Start w Maraton zbliża się wielkimi krokami. Każdy, kto stawia przed sobą wyzwanie ukończenia biegu czy zdobycia czołowych miejsc, dba o odpowiednie wytrenowanie ciała. Przygotowując nasz organizm, do tak dużego wysiłku musimy pamiętać o odpowiedniej diecie, która w bardzo dużym stopniu przyczyni się do sukcesu. Głównym celem powinno być odpowiednie nawodnienie i oczywiście uzupełnienie zapasów glikogenu w organizmie.
Istnieją różne szkoły tzw. „ładowania węglowodanami”. Ładowanie może odbyć się cyklu 7- dniowym, który przyjmuje w pierwszych 3 dniach dietę o umiarkowanej podaży węglowodanów. W praktyce przyjmuje się dostarczenie 5-7g węglowodanów na kg masy ciała. Po tym okresie należy przestawić się na dietę o wysokiej podaży węglowodanów tj. dostarczającej 8-10g na kg masy ciała. Biorąc pod uwagę ostatnie wytyczne, pamiętajmy o tym, aby ostatni intensywny trening odbył się tydzień przed zawodami. W ostatnie dni przed zawodami, bardzo ograniczmy intensywność treningów.
Najważniejsze, aby dostosować sposób ładowania węglowodanów do siebie. Sprawdzić czy metoda jest korzystna dla naszego organizmu i czy przyniesie pożądany efekt. Najlepiej wszystko testować na sobie w okresie treningowym, nie przed ważnymi zawodami.
Ostatni dzień przed zawodami, pamiętajmy o zjedzeniu kolacji, w której powinniśmy zrezygnować z potraw tłustych i oczywiście alkoholu. Pamiętajmy, aby dieta była bogata w węglowodany. Nie testujmy na sobie nowych produktów, ważne aby zjeść to co już jest nam znane.
Rano przed samym startem, na 2-4 godzin przed zawodami należy zjeść śniadanie.

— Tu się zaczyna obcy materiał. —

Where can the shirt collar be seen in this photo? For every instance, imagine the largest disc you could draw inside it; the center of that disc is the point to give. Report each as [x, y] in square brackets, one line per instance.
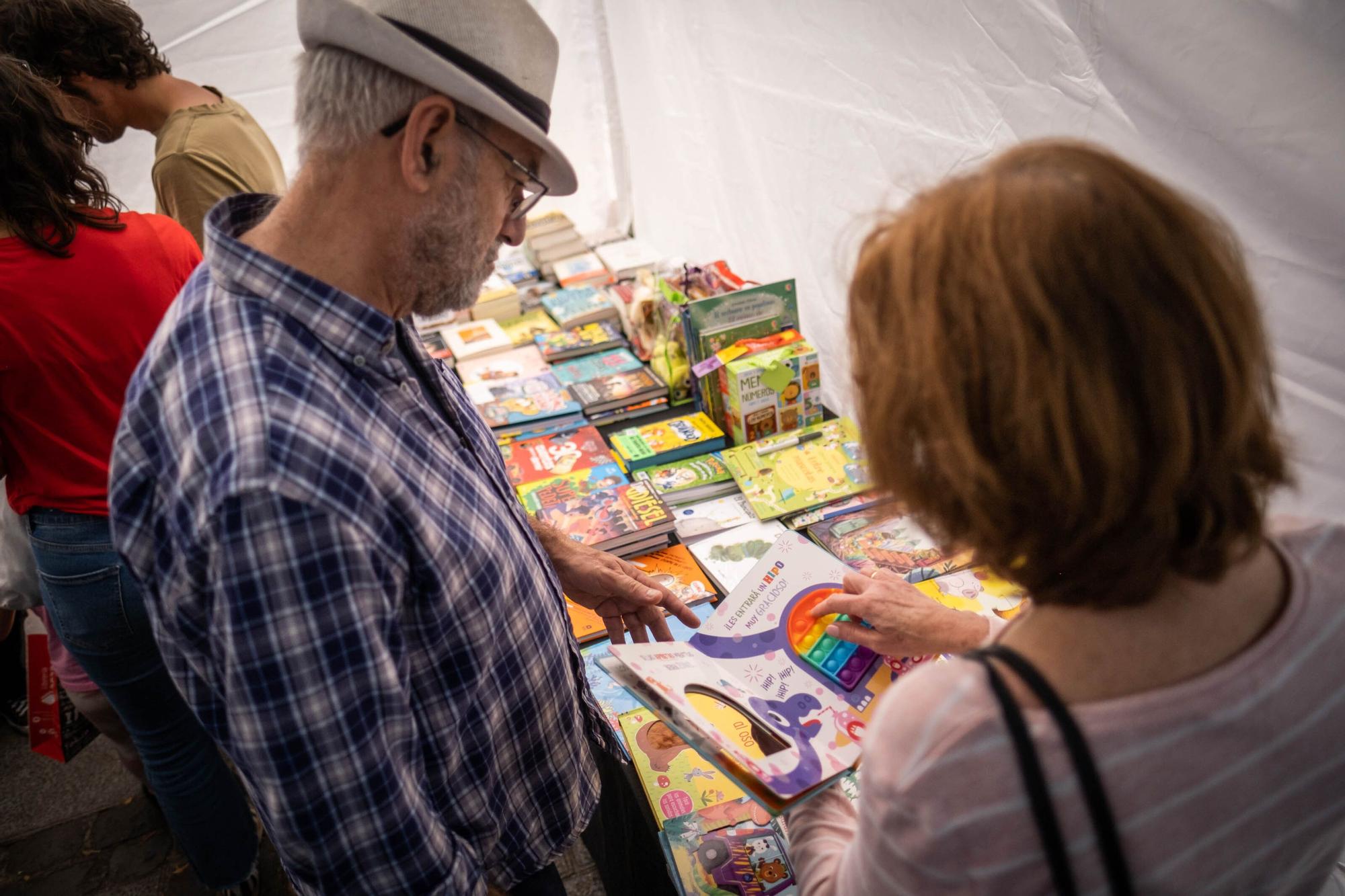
[341, 321]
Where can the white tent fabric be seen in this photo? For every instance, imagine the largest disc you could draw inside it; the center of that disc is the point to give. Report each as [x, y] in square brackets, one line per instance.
[769, 132]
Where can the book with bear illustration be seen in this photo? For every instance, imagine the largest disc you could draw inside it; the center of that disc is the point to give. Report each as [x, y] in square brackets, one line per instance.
[761, 689]
[802, 469]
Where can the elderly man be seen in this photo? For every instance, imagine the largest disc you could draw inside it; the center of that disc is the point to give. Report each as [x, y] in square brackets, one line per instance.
[342, 580]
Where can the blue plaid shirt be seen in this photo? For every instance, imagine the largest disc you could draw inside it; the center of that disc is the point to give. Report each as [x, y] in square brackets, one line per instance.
[345, 587]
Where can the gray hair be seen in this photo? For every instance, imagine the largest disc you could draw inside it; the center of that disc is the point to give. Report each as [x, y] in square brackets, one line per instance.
[344, 99]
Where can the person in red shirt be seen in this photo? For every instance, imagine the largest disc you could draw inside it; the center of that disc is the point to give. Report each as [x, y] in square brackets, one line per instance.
[83, 290]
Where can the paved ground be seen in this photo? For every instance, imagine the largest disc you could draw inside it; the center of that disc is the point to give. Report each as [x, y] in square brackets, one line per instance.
[85, 827]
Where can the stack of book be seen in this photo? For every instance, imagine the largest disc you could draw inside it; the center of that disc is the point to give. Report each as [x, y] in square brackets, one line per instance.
[498, 299]
[549, 239]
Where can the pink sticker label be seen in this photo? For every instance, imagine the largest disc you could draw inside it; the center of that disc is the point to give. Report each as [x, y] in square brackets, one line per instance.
[676, 802]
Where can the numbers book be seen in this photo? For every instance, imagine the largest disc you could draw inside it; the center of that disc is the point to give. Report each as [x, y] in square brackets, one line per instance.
[549, 456]
[691, 479]
[978, 591]
[607, 520]
[618, 391]
[879, 538]
[580, 341]
[579, 306]
[597, 365]
[731, 555]
[524, 330]
[731, 849]
[827, 463]
[668, 440]
[761, 689]
[521, 401]
[582, 481]
[676, 778]
[475, 338]
[508, 365]
[709, 517]
[611, 697]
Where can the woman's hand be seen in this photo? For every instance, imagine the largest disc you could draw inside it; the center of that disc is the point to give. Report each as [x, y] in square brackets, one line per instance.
[906, 622]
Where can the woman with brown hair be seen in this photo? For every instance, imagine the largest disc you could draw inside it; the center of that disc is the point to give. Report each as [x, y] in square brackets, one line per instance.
[1065, 369]
[83, 290]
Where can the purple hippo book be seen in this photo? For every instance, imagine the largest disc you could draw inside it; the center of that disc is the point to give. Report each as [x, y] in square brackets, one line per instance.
[761, 689]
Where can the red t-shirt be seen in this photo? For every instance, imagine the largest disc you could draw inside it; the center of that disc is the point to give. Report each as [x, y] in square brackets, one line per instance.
[72, 333]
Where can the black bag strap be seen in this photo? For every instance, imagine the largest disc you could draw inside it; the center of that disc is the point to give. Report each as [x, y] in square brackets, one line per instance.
[1090, 782]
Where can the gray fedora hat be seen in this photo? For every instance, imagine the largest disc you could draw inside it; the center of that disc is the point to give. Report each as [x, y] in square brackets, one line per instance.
[496, 56]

Ważne, aby posiłek bogaty był w węglowodany, małej zawartości tłuszczu i białka. Dobrym pomysłem będą płatki owsiane z owocami i niskotłuszczowym produktem mlecznym.
Autorką artykułu jest dietetyczka:
mgr inż. Małgorzata Zdrojewska-Pujanek
dietodajnia.pl
Wszystko dobrze, ale dwie sprawy:
. oczywista rezygnacja z alkoholu w przeddzień startu to bzdura, wręcz zalecam (ogólnie też się zaleca) wypicie małego piwa/lampki wina do kolacji przed zawodami, działa rozluźniająco, odstresowująco i ogólnie niezwykle pozytywnie na ciało i ducha 🙂
. sugerowanie produktów mlecznych na śniadanie w dniu zawodów totalnie przekreśla kompetencje autorki. większość z nas nietoleruje mleka, czy wręcz jest na nie uczulona, mleko jako takie jest trucizną z którą zdecydowana mniejszość ludzkości sobie radzi i bezproblemowo trawi, także odradzam, no chyba że mamy dobrze przetestowane np szklankę mleka czy kawał białego sera lub kubek jogurtu przed długimi zawodami/biegami.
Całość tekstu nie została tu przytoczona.